While their recent output has been a far cry from the form of their early-noughties output, their sixteenth album ‘American Head’ is a wistful waltz through neo-psychedelia, dream-pop and lo-fi that is quite possibly their finest concoction since they battled those pink robots.

‘American Head’ is the result of frontman Wayne Coyne wondering what the world would look like if Tom Petty had purchased drugs from his old brother in the early seventies, and the songs they would sing. What follows is a record that tackles the loss of innocence (‘Dinosaurs On The Mountain’), a fear of death (‘Mother Please Don’t Be Sad’) and the life-changing impact exposure to drugs in his family at a young age (‘the entire album’) truly had on the frontman.

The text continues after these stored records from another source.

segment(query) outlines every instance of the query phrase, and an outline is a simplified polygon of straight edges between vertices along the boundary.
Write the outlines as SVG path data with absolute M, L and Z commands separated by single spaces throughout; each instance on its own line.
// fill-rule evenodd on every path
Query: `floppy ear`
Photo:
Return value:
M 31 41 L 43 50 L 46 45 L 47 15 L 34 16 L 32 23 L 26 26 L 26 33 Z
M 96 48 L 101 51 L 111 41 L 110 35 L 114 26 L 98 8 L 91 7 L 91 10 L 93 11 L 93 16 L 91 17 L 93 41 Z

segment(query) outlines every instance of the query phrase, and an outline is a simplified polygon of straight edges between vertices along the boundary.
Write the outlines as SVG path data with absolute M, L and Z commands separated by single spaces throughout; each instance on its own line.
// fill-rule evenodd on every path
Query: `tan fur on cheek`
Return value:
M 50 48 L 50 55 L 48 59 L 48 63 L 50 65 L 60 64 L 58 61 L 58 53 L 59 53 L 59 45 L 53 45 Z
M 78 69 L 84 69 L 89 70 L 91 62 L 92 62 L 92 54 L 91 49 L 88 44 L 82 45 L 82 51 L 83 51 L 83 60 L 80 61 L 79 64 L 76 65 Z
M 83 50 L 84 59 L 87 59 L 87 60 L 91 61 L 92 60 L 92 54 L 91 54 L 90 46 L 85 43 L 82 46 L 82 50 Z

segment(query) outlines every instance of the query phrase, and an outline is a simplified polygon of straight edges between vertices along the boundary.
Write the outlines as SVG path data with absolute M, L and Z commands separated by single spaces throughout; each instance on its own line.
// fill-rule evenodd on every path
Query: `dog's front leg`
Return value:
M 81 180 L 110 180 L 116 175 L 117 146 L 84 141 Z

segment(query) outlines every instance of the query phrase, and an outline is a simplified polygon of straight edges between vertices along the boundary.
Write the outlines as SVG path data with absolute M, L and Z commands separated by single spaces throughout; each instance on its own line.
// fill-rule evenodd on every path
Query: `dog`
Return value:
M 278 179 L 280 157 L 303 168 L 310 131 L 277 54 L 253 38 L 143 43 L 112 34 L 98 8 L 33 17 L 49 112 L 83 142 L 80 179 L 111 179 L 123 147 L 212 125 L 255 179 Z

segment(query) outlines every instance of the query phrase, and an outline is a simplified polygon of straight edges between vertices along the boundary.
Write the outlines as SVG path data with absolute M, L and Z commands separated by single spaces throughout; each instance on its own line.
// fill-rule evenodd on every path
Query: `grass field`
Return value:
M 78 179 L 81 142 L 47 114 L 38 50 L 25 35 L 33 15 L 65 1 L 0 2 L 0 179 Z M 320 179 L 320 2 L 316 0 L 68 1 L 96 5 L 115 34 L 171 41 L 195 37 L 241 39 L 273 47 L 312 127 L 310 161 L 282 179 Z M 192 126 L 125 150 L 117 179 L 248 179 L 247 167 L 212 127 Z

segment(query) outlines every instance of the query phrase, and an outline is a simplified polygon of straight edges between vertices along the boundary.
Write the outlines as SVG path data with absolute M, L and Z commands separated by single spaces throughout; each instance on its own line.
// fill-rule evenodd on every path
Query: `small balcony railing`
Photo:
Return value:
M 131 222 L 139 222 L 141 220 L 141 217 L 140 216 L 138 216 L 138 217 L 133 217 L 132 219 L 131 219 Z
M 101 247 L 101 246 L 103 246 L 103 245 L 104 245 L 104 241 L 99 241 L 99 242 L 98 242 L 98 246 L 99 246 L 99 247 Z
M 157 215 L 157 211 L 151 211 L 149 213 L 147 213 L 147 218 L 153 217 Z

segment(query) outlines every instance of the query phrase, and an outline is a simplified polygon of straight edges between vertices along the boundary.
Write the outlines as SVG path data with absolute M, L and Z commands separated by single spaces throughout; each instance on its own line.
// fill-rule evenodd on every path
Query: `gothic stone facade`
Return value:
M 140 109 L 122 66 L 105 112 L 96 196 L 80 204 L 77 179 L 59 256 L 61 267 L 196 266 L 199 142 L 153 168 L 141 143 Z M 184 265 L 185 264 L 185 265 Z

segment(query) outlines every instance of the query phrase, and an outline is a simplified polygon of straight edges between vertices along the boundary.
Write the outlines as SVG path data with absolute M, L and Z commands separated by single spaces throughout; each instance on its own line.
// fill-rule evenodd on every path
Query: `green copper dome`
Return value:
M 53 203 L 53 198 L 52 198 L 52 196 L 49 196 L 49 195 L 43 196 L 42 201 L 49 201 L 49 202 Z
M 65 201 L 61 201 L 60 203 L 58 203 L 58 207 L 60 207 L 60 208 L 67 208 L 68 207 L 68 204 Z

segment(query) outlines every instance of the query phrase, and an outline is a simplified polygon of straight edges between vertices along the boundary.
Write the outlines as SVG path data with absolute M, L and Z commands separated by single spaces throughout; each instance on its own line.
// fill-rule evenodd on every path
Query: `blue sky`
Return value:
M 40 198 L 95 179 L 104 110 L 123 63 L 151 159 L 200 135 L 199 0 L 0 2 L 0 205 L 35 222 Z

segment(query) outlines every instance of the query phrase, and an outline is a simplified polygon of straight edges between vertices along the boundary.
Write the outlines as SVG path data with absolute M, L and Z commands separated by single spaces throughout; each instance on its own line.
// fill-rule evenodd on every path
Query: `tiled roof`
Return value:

‘Mother I’ve Taken LSD’ masterfully drifts from sweet-tempered strumming and strong-willed vocals to stately strings and lavish lo-fi, symbolising his brother’s dive into drug-induced insanity while ‘Assassins Of Youth’ takes traces of folktronica, riddled with ‘808’-era Kayne and Bon Iver vibes, and dip-dyes it in dreamy lo-fi.

‘Watching The Lightbugs Glow’ is The Flaming Lips attempt at Pink Floyd’s ‘The Great Big Gig In The Sky’ and the first of many honey-laden harmonies from country sensation Kacey Musgraves, while ‘God and The Policeman’ is their underwhelming duet, one of the album’s few disappointing moments; a song that was far too steeped in potential to push past its dreamy exterior.

Album highlight ‘You n’ Me Sellin’ Weed’ is The Flaming Lips at their finest, beginning with Wayne and a guitar, blurring into whirling winds of atmospheric synths humming away through echo chambers, slipping between rockabilly interludes and dream-pop segues, complete with the sound of cows mooing at the mere mention of a slaughterhouse.

For the first time in over a decade, Wayne Coyne and The Flaming Lips have concocted their most consistent trip through their wonderland of neo-psychedelic dream-pop since their career highlights ‘Yoshimi Battles The Pink Robots’ and ‘The Soft Bulletin’. It’s a trip very much worth taking.